Однако за все шесть лет никому не удалось этого “большего” добиться.
Стать леди Сияющей.
Неужели Тасе этот шрам не противен, он ее не отталкивает? Возможно, иномирянке тоже очень хотелось стать леди Сияющей, и все дело именно в этом…
Возможно.
Но нет, сердце говорило о другом. Оно, столько лет покрытое ледяным панцирем, таяло только от одного воспоминания об этой хрупкой, но такой решительной девушке.
Она была так близко, она сама потянулась к нему. Он ощущал ее трепещущие губы и робкий поцелуй, который, казалось, горел на его щеке.
Мужчина коснулся уголка своих губ, и застонал как раненный зверь.
Он стоял и смотрел окаменевшим взором на разбросанные аниолы. Такие нежные, такие душистые и полные когда-то жизни. Как он мечтал положить их на подоконник девушке, укравшей ее сердце.
Как он мечтал бросить их к ее ногам.
Ну что ж, бросил. Лорд горько усмехнулся и двинулся, слегка подволакивая ногу.
Дошел до того места, где цветы лежали неровной горкой, и стал обеими ногами, невзирая на боль в левом голеностопе, с недюжинной силой топтать бедные растения, пока от них не осталась небольшая кучка растерзанной зелени.
Выпустив пар, несчастный лорд Кивали Сияющий, глава магического Ковена, гроза магов всего герцогства Лонельского, повесив голову, побрел, прихрамывая ко входу в родной дом.

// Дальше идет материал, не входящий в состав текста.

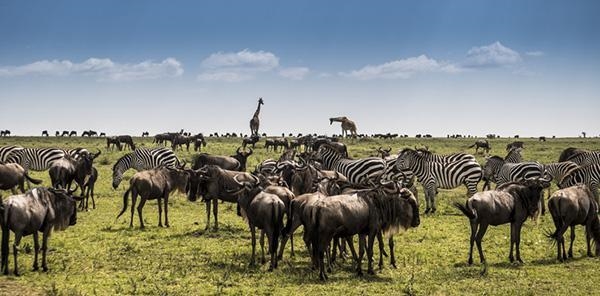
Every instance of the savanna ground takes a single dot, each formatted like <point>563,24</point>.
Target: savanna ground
<point>103,256</point>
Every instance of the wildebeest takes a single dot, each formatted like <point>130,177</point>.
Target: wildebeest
<point>37,210</point>
<point>214,183</point>
<point>484,144</point>
<point>570,207</point>
<point>265,211</point>
<point>154,184</point>
<point>12,175</point>
<point>510,203</point>
<point>224,162</point>
<point>365,213</point>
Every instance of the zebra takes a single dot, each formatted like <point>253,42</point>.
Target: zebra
<point>143,159</point>
<point>5,151</point>
<point>35,159</point>
<point>586,158</point>
<point>514,156</point>
<point>588,175</point>
<point>434,175</point>
<point>359,171</point>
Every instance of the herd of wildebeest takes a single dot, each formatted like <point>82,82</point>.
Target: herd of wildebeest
<point>313,184</point>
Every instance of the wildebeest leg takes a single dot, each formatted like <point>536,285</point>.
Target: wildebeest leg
<point>361,253</point>
<point>36,247</point>
<point>207,201</point>
<point>572,239</point>
<point>16,243</point>
<point>215,212</point>
<point>166,206</point>
<point>370,252</point>
<point>392,255</point>
<point>159,204</point>
<point>474,226</point>
<point>253,234</point>
<point>140,207</point>
<point>133,201</point>
<point>262,247</point>
<point>480,233</point>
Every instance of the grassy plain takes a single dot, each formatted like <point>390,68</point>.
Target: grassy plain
<point>103,256</point>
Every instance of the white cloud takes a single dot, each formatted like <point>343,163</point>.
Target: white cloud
<point>294,73</point>
<point>102,69</point>
<point>493,55</point>
<point>404,68</point>
<point>536,53</point>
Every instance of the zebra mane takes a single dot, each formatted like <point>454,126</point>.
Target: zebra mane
<point>123,159</point>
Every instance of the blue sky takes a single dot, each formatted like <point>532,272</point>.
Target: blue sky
<point>439,67</point>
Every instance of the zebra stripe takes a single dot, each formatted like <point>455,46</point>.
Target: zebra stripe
<point>586,158</point>
<point>143,159</point>
<point>5,151</point>
<point>588,175</point>
<point>35,159</point>
<point>359,171</point>
<point>434,175</point>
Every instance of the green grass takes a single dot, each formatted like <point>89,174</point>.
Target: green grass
<point>103,256</point>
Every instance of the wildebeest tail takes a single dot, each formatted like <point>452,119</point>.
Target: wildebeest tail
<point>465,209</point>
<point>125,201</point>
<point>32,180</point>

На душе было мерзко. Как кошки нагадили, сказала бы Тася.
Тася, размазывая слезы по щекам прямо рукой, вбежала в здание, и как разъяренная тигрица бросилась по лестнице на второй этаж. Ее босые ноги шлепали по гулким ступеням, которые еще не успели застелить ковровой дорожкой.
На ее счастье девушки-служанки были заняты на кухне, а сети Лована еще была у себя, с вечера дав наказ слугам.
Нечего и говорить о леди Макони. Она видела сладкий утренний сон, в котором исполнялась ее мечта.
А вот маленькая леди Самонет, прикорнувшая на своем наблюдательном посту, проспала все самое интересное. Вот если бы девочка знала что именно, то как ей было бы обидно.
Но малыш Амур не мог допустить такого зрелища. И правильно.
Еще не известно, как Самонет отреагировала бы, увидев Тасю в ночной рубашке и папочку, в неподобающем виде.
Так что наша попаданка добежала до своей комнаты никем не замеченная. Ворвавшись к себе, она, что есть силы хлопнула дверью, которая от такого обращения еще долго дрожала.
Тася бросилась на постель и вот тут разрыдалась в голос. Ничего нет страшнее оскорбленной женщины. Женщины, которой пренебрегли.
Ее сердце было преисполнено ярости. Задыхаясь от слез, она чуть не выла в подушку, стараясь заглушить рыдания.
Не дождетесь!
Нет, никто не увидит. Нет, она никому не покажет, как ей больно, тяжело и обидно.
Особенно этому мужлану.
– Да, мужлану! Аристократ нашелся на мою голову-у, – и девушка заплакала еще горше.
Наконец слезы кончились.
Тася лежала, обессиленная, и чувствовала пустоту. Там, где еще полчаса назад бушевала ярость и обида, было тихо и пусто.
Ее усталое сердце едва-едва билось.
Девушке не хотелось ничего.
Однако все проходит. И выплаканная обида прошла, а вот проклятый образ мага нет. Стоило только о нем подумать, как Кивали встал как живой перед ее глазами.
Только она видела не того властного мужчину с высеченным как из камня лицом и твердым подбородком, нет.
Перед ее глазами стоял мужчина с изумрудными глазами, растерянным взором и разбитым вдребезги сердцем.
Она, она разбила ему сердце, она.
От этого понимания душу заполнила неожиданная радость. Она пришла как будто ниоткуда.
Как странно, да она как будто и не уходила…
Куда делась вся злость и обида?
Наверное, так бывает всегда, когда любишь по-настоящему.
Тогда прощаешь, прощаешь многое, если не все.
Тасино лицо просветлело.
Она повернулась на бок, и опустила ноги на пушистый ковер. Только сейчас девушка заметила, что ее ступни кое-где были запачканы в земле, а кое-где зеленели как молодая травка.
– Ой! – девушка подскочила. – Ковер же запачкаю! Такая красота, как чистить потом?
Вот какие мысли бывают у попаданок, не привыкших к тому, что в доме есть слуги, и, уж во всяком случае, самой ей чистить ничего не придется.
Однако, аккуратно ступая, на пальчиках Тася пошла в ванную, желая поскорее вернуть ее новым, чудесным ножкам первозданную чистоту.